We choose colour $a$ for set $X$ and colour $b$ for set $Y$. Again, these are vectors of size 3.

For each pixel $p \in X$ and colour component $c$ the error is $a_c - v_{p,c}$, and for each pixel $p \in Y$ and colour component $c$ the error is $b_c - v_{p,c}$. The total cost over all pixels and all colour components is therefore $$f(X,Y,a,b) = \sum_c \sum_{p \in X} \left(a_c - v_{p,c}\right)^2 + \sum_c \sum_{p \in Y} \left(b_c - v_{p,c}\right)^2,$$ and our task is to find $(X,Y,a,b)$ that minimises the cost $f(X,Y,a,b)$. Equally well we can maximise the utility $$g(X,Y,a,b) = - f(X,Y,a,b) + \sum_c \sum_{p \in P} v_{p,c}^2$$

Let us introduce the shorthand notation $$v_{X,c} = \sum_{p \in X} v_{p,c}, \quad v_{Y,c} = \sum_{p \in Y} v_{p,c}.$$ We can rewrite the cost as follows: $$\begin{split} f(X,Y,a,b) &= \sum_c \left( \sum_{p \in X} a_c^2 - \sum_{p \in X} 2a_c v_{p,c} + \sum_{p \in X} v_{p,c}^2 + \sum_{p \in Y} b_c^2 - \sum_{p \in Y} 2b_c v_{p,c} + \sum_{p \in Y} v_{p,c}^2 \right) \\ &= \sum_c \left( |X| \cdot a_c^2 + |Y| \cdot b_c^2 - 2a_c v_{X,c} - 2b_c v_{Y,c} + \sum_{p \in P} v_{p,c}^2 \right). \end{split}$$ Therefore the utility that we want to maximise is simply $$g(X,Y,a,b) = \sum_c \left( 2a_c v_{X,c} + 2b_c v_{Y,c} - |X| \cdot a_c^2 - |Y| \cdot b_c^2 \right).$$

To maximise $g(X,Y,a,b)$, we try all possible partitions $(X,Y)$, and for each partition we find the best colours $(a^*,b^*)$ that maximise $g(X,Y,a^*,b^*)$. By differentiation, it is easy to see that the optimal colours are the arithmetic means $$a^*_c = \frac{v_{X,c}}{|X|}, \quad b^*_c = \frac{v_{Y,c}}{|Y|}.$$ We use the shorthand $h(X,Y) = g(X,Y,a^*,b^*)$ for the utility of partition $(X,Y)$ for the best choice of colours.
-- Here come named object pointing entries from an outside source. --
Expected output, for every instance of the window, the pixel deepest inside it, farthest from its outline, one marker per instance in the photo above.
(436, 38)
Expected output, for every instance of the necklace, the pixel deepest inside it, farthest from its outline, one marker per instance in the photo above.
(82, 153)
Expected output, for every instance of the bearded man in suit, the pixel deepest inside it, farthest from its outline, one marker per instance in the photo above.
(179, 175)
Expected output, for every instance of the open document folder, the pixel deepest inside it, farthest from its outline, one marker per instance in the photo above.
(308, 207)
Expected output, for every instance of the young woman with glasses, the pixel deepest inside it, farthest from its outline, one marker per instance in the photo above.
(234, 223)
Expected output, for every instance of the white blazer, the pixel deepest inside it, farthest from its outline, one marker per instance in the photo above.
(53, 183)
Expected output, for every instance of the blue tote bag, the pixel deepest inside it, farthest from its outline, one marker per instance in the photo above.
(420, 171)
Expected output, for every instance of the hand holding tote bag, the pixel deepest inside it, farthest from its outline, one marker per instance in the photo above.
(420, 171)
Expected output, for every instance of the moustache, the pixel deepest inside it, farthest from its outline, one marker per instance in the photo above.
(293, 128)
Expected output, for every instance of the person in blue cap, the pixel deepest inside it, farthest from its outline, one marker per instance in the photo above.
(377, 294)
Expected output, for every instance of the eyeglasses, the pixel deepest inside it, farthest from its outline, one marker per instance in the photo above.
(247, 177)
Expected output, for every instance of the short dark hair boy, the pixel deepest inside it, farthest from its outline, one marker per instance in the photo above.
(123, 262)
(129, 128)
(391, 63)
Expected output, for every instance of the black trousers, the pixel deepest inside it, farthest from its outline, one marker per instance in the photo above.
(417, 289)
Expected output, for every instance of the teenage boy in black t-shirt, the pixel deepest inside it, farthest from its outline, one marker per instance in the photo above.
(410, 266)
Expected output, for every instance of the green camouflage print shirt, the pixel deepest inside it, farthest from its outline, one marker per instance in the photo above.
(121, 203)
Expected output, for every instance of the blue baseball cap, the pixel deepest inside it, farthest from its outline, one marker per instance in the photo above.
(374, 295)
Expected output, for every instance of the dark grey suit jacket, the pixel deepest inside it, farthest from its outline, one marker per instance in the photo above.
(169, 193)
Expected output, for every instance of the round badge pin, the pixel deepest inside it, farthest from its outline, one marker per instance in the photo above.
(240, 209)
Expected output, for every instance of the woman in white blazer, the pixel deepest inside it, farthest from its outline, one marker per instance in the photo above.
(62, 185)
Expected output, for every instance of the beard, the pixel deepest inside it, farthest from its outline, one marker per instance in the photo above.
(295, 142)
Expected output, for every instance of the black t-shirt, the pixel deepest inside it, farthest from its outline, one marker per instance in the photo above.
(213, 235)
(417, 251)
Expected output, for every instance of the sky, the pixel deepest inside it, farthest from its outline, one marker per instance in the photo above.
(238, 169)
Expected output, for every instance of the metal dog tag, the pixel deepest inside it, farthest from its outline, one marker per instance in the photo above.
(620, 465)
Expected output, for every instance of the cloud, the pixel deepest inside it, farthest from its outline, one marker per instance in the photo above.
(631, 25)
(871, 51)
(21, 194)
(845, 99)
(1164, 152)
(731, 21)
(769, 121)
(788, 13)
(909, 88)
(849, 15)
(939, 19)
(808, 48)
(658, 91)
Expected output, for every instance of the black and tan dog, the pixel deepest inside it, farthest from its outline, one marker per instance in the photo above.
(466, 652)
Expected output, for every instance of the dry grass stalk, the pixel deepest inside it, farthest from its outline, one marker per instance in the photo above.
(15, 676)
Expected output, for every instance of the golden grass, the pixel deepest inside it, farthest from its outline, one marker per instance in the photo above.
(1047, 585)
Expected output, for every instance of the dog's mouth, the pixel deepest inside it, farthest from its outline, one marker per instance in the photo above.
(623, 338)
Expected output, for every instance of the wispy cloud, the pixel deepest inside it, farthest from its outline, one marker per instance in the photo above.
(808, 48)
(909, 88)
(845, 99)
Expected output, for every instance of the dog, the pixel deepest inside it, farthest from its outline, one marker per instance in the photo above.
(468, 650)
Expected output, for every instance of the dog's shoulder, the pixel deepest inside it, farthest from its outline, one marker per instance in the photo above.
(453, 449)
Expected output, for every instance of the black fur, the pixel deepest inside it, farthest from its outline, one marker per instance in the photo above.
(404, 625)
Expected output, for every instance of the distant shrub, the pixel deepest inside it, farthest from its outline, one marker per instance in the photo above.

Note that this function takes the following very simple form: $$h(X,Y) = \sum_c \left( \frac{v_{X,c}^2}{|X|} + \frac{v_{Y,c}^2}{|Y|} \right).$$

Therefore to find an optimal segmentation, it is sufficient to check all possible rectangles $X$ and calculate $h(X,Y)$. To do that, we only need to know $v_{X,c}$ and $v_{Y,c}$. Naturally, $v_{Y,c} = v_{P,c} - v_{X,c}$. Hence to calculate $h(X,Y)$ efficiently, we only need to know how to calculate $v_{X,c}$ efficiently, for any rectangle $X$.

Note that $v_{X,c}$ is simply the sum of colour component $c$ for all pixels in rectangle $X$. With a little bit of preprocessing, we can calculate this sum in constant time.

Let us write $s(x_0,y_0,x_1,y_1,c) = v_{R,c}$, where $R = [x_0,x_1-1] \times [y_0,y_1-1]$ is the rectangle with the corners $(x_0,y_0)$ and $(x_1,y_1)$. Then by the inclusion–exclusion principle, $$\begin{split} s(x_0,y_0,x_1,y_1,c) {}={} &s(0,0,x_1,y_1,c) \\ {}-{} &s(0,0,x_0,y_1,c) \\ {}-{} &s(0,0,x_1,y_0,c) \\ {}+{} &s(0,0,x_0,y_0,c). \end{split}$$ So we only need to precompute $s(0,0,x,y,c)$ for all $x$, $y$, and $c$. With this precomputed information, we can then calculate $h(X,Y)$ for any rectangle $X$ in constant time. Vector types will help us to do all work conveniently for all colour components in parallel.

For further performance improvements, it may be helpful to organise the loops so that the outer loop tries out different sizes of the rectangle, and the inner loop tries all possible positions of the rectangle. Then $1/|X|$ and $1/|Y|$ remain constant in the inner loop.

If you are comfortable with studying the assembly code produced by the compiler, these observations related to branch predication may also be helpful.